Fortunately, the Matrix struct includes a number of methods which simplify the creation of common types of matrices. The first used in the
code above is Matrix.CreateTranslation. The mathematical term translation refers to an operation which results in a point (or in our case
a model) moving from one location to another without any other modification (such as rotating or resizing). The function takes an X, Y, and Z
value for translation.
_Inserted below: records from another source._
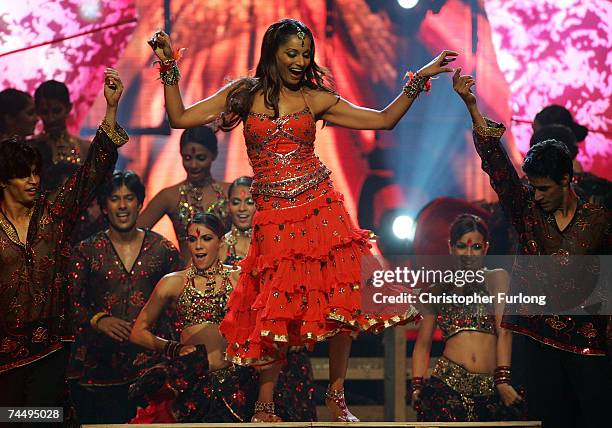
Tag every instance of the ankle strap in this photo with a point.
(262, 407)
(335, 394)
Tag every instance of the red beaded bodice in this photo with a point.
(281, 153)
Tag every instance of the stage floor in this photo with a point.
(525, 424)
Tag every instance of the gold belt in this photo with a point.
(463, 381)
(305, 181)
(467, 384)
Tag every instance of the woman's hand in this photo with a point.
(186, 350)
(439, 64)
(416, 400)
(463, 86)
(113, 87)
(161, 45)
(508, 394)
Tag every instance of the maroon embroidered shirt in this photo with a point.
(33, 293)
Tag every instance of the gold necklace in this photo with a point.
(209, 274)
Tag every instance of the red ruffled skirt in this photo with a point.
(300, 282)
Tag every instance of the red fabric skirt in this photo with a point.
(300, 282)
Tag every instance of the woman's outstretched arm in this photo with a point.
(200, 113)
(343, 113)
(166, 290)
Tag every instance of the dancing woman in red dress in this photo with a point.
(301, 279)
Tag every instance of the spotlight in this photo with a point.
(403, 227)
(395, 232)
(408, 4)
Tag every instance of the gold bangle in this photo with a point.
(96, 318)
(116, 133)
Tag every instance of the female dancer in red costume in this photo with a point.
(300, 281)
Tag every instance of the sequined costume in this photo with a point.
(569, 379)
(35, 320)
(101, 283)
(184, 389)
(301, 279)
(589, 233)
(186, 208)
(454, 394)
(293, 394)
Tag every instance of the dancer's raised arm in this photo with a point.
(343, 113)
(200, 113)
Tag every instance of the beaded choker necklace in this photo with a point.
(209, 274)
(232, 239)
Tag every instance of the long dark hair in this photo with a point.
(267, 77)
(211, 221)
(466, 223)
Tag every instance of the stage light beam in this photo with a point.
(408, 4)
(403, 227)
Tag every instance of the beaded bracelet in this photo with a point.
(502, 375)
(170, 75)
(93, 322)
(172, 349)
(417, 383)
(416, 85)
(169, 72)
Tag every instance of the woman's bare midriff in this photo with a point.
(474, 350)
(209, 336)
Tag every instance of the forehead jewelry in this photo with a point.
(301, 35)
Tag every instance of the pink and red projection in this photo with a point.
(72, 41)
(530, 54)
(558, 52)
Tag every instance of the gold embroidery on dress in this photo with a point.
(116, 133)
(195, 306)
(465, 383)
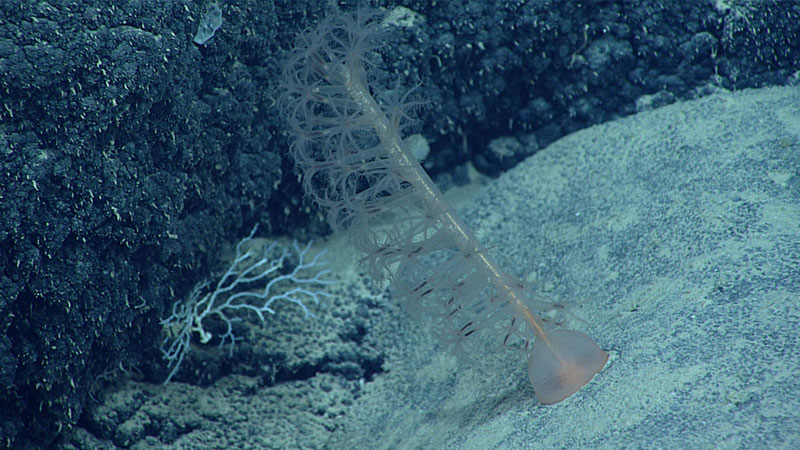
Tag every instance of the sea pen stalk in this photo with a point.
(356, 165)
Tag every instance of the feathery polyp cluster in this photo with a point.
(255, 280)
If we view our scene from top-down, our CreateTranslation method (in isolation) performs the following:
The second matrix that we create is a rotation matrix using the CreateRotationZ matrix. This is one of three methods which can be used to
create rotation:
CreateRotationX
CreateRoationY
CreateRotationZ
Each method creates a rotation matrix by rotating about a given axis. In our case, we are rotating about the Z axis, which points "up". The
following can help visualize how axis-based rotation works:
We are also using the CreateRotationZ method with the angle field, which increments over time due to our Update method being called.
The result is that the CreateRotationZ method causes our robot to orbit around the origin as time passes.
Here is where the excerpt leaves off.